Cole Credit, owner of more than 900 mostly single-tenant office, retail and industrial properties, is trying to fend off American Realty while it plans to purchase its sponsor, Cole Holdings Corp., and go public. The acquisition would provide shareholders better dividend growth through the added cash flow of new properties, while the public offering would give them flexibility to sell their shares, Cole said today.

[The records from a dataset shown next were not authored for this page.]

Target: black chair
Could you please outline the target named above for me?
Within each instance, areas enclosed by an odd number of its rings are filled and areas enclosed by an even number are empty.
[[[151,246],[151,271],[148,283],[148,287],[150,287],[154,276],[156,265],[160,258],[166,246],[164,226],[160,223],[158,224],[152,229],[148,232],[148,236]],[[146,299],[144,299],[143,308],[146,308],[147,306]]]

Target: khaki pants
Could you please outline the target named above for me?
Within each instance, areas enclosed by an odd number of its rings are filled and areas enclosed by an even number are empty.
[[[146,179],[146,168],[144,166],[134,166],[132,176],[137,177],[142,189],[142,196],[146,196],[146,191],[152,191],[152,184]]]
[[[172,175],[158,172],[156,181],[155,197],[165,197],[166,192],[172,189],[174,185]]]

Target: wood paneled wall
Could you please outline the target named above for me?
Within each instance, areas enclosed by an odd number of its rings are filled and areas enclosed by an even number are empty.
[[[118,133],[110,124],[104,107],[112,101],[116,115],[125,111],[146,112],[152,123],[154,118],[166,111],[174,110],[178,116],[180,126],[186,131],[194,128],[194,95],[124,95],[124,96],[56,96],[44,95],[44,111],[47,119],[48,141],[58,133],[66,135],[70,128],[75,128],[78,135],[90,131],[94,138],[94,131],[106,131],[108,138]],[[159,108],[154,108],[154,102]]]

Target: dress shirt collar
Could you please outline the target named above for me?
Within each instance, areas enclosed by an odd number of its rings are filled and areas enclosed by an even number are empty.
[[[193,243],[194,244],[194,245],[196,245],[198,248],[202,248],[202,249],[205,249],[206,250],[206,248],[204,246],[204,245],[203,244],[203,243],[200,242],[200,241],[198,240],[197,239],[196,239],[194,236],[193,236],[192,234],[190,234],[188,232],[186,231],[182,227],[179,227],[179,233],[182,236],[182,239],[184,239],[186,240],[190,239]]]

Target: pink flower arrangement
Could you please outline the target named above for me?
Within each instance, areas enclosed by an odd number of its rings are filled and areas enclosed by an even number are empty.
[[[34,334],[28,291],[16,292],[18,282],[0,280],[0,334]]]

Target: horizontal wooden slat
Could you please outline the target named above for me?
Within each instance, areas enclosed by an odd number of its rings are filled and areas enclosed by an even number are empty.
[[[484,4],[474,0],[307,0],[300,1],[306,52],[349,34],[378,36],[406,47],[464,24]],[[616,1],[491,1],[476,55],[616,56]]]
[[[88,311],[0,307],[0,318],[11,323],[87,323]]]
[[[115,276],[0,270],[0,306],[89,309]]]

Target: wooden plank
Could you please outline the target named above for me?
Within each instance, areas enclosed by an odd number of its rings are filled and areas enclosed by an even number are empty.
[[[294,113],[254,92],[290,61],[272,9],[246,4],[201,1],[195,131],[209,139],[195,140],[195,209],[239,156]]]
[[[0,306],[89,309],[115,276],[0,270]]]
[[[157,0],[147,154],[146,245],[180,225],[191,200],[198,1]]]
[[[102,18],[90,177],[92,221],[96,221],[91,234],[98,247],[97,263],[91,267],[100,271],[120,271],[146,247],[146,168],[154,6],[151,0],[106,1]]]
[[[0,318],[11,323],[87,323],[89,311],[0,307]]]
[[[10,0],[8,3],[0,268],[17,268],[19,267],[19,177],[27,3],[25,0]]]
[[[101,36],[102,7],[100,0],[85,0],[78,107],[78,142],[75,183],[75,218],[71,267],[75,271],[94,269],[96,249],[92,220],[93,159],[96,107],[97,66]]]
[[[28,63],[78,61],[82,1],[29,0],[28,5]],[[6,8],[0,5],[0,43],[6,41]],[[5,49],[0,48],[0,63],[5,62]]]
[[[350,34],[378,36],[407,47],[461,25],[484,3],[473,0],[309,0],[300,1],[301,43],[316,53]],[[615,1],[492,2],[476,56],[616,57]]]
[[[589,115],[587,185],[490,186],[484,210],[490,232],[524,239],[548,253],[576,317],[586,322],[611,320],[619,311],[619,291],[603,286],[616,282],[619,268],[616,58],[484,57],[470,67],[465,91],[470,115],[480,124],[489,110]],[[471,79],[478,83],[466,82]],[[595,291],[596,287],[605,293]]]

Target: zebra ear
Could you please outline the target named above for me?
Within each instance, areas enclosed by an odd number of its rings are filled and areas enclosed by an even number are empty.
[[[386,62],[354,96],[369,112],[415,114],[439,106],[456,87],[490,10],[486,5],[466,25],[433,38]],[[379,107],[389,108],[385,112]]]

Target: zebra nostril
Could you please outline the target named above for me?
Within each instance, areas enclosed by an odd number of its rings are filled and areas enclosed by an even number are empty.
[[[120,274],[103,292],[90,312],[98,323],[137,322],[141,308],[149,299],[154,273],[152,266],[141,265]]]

American Realty on March 27 bid $12.50 a share in cash or 0.80 a share of its common stock for each share of Cole Credit, raising an earlier offer. Three days ago, the New York-based firm said the cash payout would be capped at 60 percent, an increase from the previous 20 percent limit. Under the stock- payment plan, American Realty (ARCP) guaranteed to pay at least $13.59 for each Cole Credit share. The proposal is valued at about $9.7 billion, including the assumption of debt.
“The deal that we’ve proposed, and taking all the politics and distractions out of the conversation, is a very powerful transaction,” Nicholas Schorsch, chairman and chief executive officer of American Realty Capital Properties, said today in an interview before Cole issued its statement. “The combined company will be the largest net-lease REIT in the market.”
Schorsch said “it doesn’t make any sense” for Cole Credit to buy Cole Holdings, a securities company.
A Cole investment committee that studied American Realty’s proposal concluded that the cash bid of $12.50 a share reflected a 21 percent discount to Cole’s implied share value. The guarantee of 60 percent cash also would add about $8 billion of debt to American Realty’s balance sheet, according to Cole.
On top of that, “substantial additional cash would be required” for American Realty to meet its guarantee, Cole said. “How can ARCP bid to acquire a company with funding it does not have?”
American Realty also would have difficulty fulfilling its $13.59-a-share stock offer without selling additional shares and diluting its existing investors’ holdings, Cole said.